At both patch-level and slide-level for these prostate cohorts, the PathProfiler model we have developed is able to accurately predict the usability of an image, with an ROC-AUC at slide-level of 0.987 (compared with the reference standard pathologist assessment, Figure 3F). At slide-level the ROC-AUC for focus and H&E staining overall is 0.826 and 0.751 respectively. At patch-level, if evaluation is limited to severe artefact in these categories, which is of significance in terms of usability, the ROC-AUC is improved from 0.85 to 0.99 and from 0.84 to 0.97 respectively (Last table row in Figure 5A). As such, PathProfiler predicts that 12% of the selected ProMPT cohort (107 WSI) and 2% of the contemporary cohort (91 WSI) are ‘unusable’ at a diagnostic threshold, which is very similar to the reference standard (9% and 2% respectively). It should be noted that the cut-off threshold from the predicted scores was at a level at which interobserver agreement may not be high, i.e. at the mid-range of the scale (Figure 3E). In reality, predicted values are from a continuous range (0 to 1 for usability, and 0 to 10 for focus and staining scores) and therefore the cut-off thresholds could feasibly be shifted in accordance with local preference.

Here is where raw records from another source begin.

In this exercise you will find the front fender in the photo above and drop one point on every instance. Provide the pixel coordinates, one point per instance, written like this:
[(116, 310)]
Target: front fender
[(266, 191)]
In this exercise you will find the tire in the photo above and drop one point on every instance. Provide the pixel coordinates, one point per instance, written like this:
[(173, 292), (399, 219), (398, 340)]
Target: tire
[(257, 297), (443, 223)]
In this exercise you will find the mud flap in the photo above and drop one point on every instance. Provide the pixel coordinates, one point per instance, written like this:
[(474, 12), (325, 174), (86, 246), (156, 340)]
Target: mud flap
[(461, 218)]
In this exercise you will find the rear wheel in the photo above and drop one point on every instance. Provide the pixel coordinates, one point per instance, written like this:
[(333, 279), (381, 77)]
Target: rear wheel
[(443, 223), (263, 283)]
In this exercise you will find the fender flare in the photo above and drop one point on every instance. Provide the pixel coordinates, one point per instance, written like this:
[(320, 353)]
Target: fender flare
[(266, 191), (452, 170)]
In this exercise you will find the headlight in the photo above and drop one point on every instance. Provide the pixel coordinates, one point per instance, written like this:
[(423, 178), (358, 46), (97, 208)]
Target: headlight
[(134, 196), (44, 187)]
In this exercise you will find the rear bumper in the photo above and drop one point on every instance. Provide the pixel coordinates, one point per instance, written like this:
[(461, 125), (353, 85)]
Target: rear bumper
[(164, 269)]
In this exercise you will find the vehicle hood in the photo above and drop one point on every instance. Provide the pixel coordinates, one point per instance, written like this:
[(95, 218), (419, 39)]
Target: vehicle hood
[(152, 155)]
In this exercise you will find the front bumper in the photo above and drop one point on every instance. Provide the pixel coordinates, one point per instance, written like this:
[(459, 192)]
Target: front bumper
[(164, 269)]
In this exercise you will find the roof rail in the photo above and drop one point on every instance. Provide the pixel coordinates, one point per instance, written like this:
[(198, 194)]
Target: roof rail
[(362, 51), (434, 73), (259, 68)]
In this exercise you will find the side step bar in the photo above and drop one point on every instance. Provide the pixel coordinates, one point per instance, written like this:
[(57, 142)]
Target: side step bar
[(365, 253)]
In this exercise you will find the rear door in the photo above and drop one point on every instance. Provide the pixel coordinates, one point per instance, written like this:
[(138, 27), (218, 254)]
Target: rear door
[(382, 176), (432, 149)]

We went on to use PathProfiler to assess the same quality measures across the entirety of the ProMPT cohort (3819 WSI), and as such the predicted overall usability (of the WSIs) of the whole cohort is 89% at slide level. This figure would seem to be aligned with that expected on the basis of the original subjectively assessed WSI cohort, and with the perception of the pathologists working with the cohort, and perhaps it is a useful benchmark for expectations for similar single-institutional historic cohorts, although this is unknown. Potentially more usefully, PathProfiler predicts that at least 2% of the ProMPT cohort (84 slides) could see quality improvement from re-scanning, and at least 0.45% (17 slides) from re-staining. Such relatively minor interventions would be worthwhile in such a precious cohort, and anecdotally we have certainly seen improvements in image quality from slides in this cohort which have been re-stained. Furthermore, specifically in relation to prostate biopsy cases, even if the originally scanned H&E WSI is eventually deemed unusable, the routine availability of multiple H&E levels on a block, often put onto different H&E glass slides, offers the potential opportunity to scan alternative slides from the same case.

For our model to provide potentially meaningful impact in the setting of curation of WSI cohorts for research, we sought to embed it within a quality assessment ‘pipeline’, which would provide user friendly output data to enable the operator to identify WSI for further attention. This might in the end require their removal from a cohort, but it could be that the identification of a slide for re-scanning or re-staining may result in resolution of the quality issue. To this end our output data was assimilated from patch-level to slide-level predictions in the form of a heatmap providing a visual cue as to the ‘unusable’ areas of a WSI, and then with overlays corresponding to the classification of the artefact, Figure 3A. This quickly enables the user to focus attention on a problem area to assess whether this can be remedied. In addition, PathProfiler provides image quality scores at both patch-level and slide-level, the former being particularly relevant during algorithm development with the possibility of excluding poor-quality patches from assessment, rather than removing the whole image being rendered unsuitable.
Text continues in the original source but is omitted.